Theatrics by Neil Gibson, Leonardo Gonzalez, Jan Wijngaard


Rating: WORTHY!

This is from an advance review copy for which I thank the publisher.

Set in the 1920's in New York City, this graphic novel by Neil Gibson tells the story of Rudy Burns who is a playboy of an actor who one night is mugged behind a bar and ends up not looking pretty any more. Out of hospital at last, he arrogantly turns own a paltry role that's offered to him, and quickly finds himself out of work and unsought-after for his looks any more. Even his well-to-do girlfriend has found someone else, although her rejection has nothing to do with his appearance. Shades of Mickey Rourke, for want of employment elsewhere, Rudy takes up boxing.

I am not a series fan and I'm frankly not sure where a series based on this premise could successfully take itself, but for this first installment, I found that I liked the novel for the story. It turned an unlikable protagonist into a pitiable one and brought my interest in. I also liked it for the free-flowing graphic content by Leonardo Gonzalez and for the vibrant colors by Jan Wijngaard.


Thursday, November 9, 2017

Adventures in Veggieland by Melanie Potock


Rating: WORTHY!

Subtitled "Help Your Kids Learn to Love Vegetables with 101 Easy Activities and Recipes", this was an awesome book. It's beautifully presented, colorful, full of pictures, and it's aimed at persuading kids in the 3 - 8 age range to eat their greens. My feeling is if you follow this and that doesn't succeed, then nothing will! Not that I have three to eight year olds to test it on, but I sure intend to try some of these recipes. The blurb says the book "features 20 vegetables" although some are technically fruits (which the author makes clear in her text, which is full of interesting snippets). The book is divided up by season, so there's going to be something all year to try.

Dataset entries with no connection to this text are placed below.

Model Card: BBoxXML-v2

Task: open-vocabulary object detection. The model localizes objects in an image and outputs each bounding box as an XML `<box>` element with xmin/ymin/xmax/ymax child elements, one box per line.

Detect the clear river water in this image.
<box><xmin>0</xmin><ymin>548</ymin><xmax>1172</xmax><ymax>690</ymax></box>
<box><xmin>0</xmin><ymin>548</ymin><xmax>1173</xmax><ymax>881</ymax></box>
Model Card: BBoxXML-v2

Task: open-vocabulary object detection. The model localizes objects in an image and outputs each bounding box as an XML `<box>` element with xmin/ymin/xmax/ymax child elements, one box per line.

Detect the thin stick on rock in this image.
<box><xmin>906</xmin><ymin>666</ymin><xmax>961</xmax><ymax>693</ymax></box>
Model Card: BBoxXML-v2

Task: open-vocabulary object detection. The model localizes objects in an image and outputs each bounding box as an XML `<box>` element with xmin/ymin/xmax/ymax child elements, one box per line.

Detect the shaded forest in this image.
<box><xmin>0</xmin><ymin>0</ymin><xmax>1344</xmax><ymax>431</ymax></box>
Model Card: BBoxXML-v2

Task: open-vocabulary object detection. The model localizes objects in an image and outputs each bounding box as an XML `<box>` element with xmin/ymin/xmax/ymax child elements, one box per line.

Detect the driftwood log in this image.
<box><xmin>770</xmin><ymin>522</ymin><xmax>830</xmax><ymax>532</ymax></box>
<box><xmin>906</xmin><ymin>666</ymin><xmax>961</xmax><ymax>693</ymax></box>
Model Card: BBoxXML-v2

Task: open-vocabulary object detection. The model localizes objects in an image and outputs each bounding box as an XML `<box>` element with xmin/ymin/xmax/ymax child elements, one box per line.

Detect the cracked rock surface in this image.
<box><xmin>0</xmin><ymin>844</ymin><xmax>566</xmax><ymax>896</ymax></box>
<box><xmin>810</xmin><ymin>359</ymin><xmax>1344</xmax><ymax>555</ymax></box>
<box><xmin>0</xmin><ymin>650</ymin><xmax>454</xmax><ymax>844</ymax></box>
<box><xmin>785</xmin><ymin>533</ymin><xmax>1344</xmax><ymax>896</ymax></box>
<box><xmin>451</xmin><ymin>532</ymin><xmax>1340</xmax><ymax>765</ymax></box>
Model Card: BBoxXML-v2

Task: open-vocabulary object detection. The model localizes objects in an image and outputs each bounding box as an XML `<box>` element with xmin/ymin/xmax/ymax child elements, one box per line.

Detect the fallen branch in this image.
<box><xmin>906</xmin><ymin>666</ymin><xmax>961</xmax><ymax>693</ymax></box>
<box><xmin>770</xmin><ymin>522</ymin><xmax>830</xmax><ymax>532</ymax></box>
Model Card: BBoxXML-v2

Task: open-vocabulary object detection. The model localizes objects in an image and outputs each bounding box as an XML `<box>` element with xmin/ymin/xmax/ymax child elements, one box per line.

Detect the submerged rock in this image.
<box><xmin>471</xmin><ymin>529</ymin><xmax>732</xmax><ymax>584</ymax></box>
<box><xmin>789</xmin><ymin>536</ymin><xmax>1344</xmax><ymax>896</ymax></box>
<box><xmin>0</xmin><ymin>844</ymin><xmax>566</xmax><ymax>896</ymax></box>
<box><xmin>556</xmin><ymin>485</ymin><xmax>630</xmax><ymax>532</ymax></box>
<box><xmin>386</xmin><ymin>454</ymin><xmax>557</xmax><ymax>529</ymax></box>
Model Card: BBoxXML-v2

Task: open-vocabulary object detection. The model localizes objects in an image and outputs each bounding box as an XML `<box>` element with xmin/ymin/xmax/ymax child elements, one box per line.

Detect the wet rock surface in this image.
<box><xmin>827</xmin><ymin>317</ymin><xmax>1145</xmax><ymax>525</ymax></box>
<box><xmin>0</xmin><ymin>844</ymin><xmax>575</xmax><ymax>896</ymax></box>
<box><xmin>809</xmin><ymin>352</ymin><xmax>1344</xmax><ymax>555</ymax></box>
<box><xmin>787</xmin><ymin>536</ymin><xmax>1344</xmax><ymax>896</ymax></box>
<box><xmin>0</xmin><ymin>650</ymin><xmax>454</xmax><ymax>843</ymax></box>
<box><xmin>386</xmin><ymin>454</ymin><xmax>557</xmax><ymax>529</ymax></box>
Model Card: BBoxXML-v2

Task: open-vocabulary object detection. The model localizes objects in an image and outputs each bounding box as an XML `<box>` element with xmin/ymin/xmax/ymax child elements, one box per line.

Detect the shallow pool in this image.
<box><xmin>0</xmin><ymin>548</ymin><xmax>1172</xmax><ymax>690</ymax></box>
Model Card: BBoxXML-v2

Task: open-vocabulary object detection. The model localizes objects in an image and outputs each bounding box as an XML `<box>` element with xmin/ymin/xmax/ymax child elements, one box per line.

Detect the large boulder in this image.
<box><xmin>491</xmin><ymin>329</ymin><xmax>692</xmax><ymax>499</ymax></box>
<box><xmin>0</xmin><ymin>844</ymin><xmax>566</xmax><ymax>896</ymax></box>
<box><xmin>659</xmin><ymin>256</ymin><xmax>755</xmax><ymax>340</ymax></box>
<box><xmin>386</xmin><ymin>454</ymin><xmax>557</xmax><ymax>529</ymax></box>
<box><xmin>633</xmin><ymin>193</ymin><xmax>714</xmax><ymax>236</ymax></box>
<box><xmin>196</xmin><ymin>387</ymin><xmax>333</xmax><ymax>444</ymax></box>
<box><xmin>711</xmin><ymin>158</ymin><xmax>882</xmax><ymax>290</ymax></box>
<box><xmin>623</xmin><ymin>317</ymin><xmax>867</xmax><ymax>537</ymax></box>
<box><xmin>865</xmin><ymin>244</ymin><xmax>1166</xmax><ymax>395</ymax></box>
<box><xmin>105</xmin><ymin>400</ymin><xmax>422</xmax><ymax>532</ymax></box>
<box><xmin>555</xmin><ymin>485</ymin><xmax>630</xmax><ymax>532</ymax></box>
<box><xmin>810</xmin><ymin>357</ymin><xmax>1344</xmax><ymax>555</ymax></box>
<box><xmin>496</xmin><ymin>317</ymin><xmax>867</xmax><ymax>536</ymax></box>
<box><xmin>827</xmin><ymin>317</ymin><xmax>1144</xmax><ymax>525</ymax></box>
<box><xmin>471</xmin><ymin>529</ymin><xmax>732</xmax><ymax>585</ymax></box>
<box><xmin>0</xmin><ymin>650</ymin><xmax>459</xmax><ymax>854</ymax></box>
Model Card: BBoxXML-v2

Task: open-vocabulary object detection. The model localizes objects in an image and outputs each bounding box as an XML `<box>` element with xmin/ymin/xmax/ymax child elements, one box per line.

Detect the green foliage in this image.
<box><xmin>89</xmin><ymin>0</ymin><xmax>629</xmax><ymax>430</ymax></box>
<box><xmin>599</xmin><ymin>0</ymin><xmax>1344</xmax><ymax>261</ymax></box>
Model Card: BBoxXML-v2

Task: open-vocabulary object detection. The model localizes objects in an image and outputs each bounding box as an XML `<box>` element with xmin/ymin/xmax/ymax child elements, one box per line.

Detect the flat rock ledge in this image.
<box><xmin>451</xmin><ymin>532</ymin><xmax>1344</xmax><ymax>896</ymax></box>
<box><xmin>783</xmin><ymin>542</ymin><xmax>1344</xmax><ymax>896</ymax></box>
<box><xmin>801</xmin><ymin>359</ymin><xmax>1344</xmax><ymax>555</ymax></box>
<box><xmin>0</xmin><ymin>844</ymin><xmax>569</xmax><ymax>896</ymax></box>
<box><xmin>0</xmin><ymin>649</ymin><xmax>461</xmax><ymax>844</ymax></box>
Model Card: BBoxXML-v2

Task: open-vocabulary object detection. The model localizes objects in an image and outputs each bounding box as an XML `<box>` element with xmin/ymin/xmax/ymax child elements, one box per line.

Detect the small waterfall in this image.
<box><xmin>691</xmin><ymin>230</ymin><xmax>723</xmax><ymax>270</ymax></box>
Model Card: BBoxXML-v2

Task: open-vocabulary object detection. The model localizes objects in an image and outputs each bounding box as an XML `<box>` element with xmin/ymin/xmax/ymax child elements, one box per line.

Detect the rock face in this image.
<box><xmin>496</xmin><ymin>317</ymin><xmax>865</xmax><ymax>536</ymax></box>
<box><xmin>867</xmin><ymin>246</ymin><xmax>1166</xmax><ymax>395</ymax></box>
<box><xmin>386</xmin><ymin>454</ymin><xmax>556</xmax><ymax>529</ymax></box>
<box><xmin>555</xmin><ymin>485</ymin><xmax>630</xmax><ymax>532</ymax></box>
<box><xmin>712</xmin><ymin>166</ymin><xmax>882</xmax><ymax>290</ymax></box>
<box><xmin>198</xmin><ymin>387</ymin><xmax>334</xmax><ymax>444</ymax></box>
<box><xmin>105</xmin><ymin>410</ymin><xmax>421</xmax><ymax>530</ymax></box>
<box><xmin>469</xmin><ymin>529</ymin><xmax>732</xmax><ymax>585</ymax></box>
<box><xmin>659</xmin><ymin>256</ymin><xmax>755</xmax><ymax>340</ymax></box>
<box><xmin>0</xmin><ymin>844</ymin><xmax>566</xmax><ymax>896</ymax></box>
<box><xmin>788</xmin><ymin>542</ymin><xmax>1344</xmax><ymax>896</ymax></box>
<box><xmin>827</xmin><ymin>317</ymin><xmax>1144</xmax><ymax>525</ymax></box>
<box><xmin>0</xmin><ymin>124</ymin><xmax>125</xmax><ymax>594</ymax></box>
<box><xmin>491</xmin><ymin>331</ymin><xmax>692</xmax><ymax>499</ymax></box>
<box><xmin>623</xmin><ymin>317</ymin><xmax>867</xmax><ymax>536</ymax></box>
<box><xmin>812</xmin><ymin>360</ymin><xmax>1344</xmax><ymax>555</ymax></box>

I liked the way she incorporates games into the cooking and offers hints, tips, asides, and advice, always explaining why she suggests this method rather than that method. I found the book to be an engaging read just for those items, regardless of whether you try the recipes, but why wouldn't you try them? They sound great! I loved the way she incorporates suggestions about which part of the food preparation that kids who are younger and kids who are older can help with. Obviously this is common sense, but it doesn't hurt to get a reminder when it comes to kitchen safety and good hygiene practices.

I would not recommend this for the phone! The text is too small to read and if you enlarge it, the page is randomly jumping all over the place forcing you to reselect the area you were reading. It's readable on that device, but a nuisance. Obviously, it's really designed as a print book, but it worked fine on a tablet. I really liked this and I recommend it.

You can never over-estimate the importance of good nutrition for raising healthy adults-to-be, but in doing so, one cannot afford to overlook the element of stress which so few health books address. I'm happy to recommend one that automatically seeks to eliminate stress by making cookery - and eating - fun!